Each day, we were invited into the home of the school founder, Fatuma Gwao. She prepared lunch for us, sharing the very best of what she had. This was a very special, personal opportunity that most travelers never get to experience.
"At these moments, I realized why this type of trip was so important. Beyond helping this particular school at this particular moment, we were ambassadors, of sorts. We had come from a place so completely foreign to theirs and yet, we shared a human connection that I trust will last beyond the scope of this one project. Through our shared endeavor, our big world became a bit smaller."
Each day, we worked alongside the teachers and local tradespeople from the tiny village. Though I didn’t speak Swahili and they didn’t know much English, we communicated clearly with broad smiles and the universal language of a common goal. We all felt the same sense of pride on the final day when the children filed in to see their brightly painted classrooms and new desks.

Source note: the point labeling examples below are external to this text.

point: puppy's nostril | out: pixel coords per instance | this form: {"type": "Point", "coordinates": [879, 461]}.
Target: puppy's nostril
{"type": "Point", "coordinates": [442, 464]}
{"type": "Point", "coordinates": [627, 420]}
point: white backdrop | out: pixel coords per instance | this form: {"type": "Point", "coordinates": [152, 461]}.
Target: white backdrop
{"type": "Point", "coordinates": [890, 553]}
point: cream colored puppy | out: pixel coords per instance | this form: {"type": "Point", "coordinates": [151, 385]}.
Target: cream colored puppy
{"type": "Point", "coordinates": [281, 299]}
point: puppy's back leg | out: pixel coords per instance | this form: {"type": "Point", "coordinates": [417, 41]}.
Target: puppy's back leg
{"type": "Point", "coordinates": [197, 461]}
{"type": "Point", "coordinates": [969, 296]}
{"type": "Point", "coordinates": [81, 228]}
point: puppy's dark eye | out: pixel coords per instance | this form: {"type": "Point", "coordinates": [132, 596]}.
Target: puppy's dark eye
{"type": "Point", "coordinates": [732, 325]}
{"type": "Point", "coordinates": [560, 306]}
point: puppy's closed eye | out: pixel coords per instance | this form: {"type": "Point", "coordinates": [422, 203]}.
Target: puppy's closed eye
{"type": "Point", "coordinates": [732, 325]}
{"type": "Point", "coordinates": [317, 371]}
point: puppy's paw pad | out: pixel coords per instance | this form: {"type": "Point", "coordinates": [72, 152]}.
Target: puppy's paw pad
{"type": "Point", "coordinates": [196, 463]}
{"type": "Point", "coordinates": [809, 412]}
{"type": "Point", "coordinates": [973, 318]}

At these moments, I realized why this type of trip was so important. Beyond helping this particular school at this particular moment, we were ambassadors, of sorts. We had come from a place so completely foreign to theirs and yet, we shared a human connection that I trust will last beyond the scope of this one project. Through our shared endeavor, our big world became a bit smaller.
Another irreplaceable dividend of volunteer travel is the bonds that are formed when you travel with a group of like-minded people – people who, like you, have traveled across the world to try to make a difference. Though we are scattered across the US and Canada, I still have ties to the women on that trip. Recently, I met up with some of them in New York. Though it was many years later, it was as if no time had passed. We will always share a common experience that is uniquely ours.
Lastly, there is no substitute for the senses of accomplishment and renewal you feel when you return home with a new perspective and deeper appreciation life’s gifts. This is the gift that returns infinitely more than you gave.
To be sure, there is no replacement for the first hand experience of a volunteer vacation. Our hope is that, in telling the stories, we will intrigue people enough to look further. With Journeys for Good, we are sending out an invitation that we hope at least a lucky few will accept.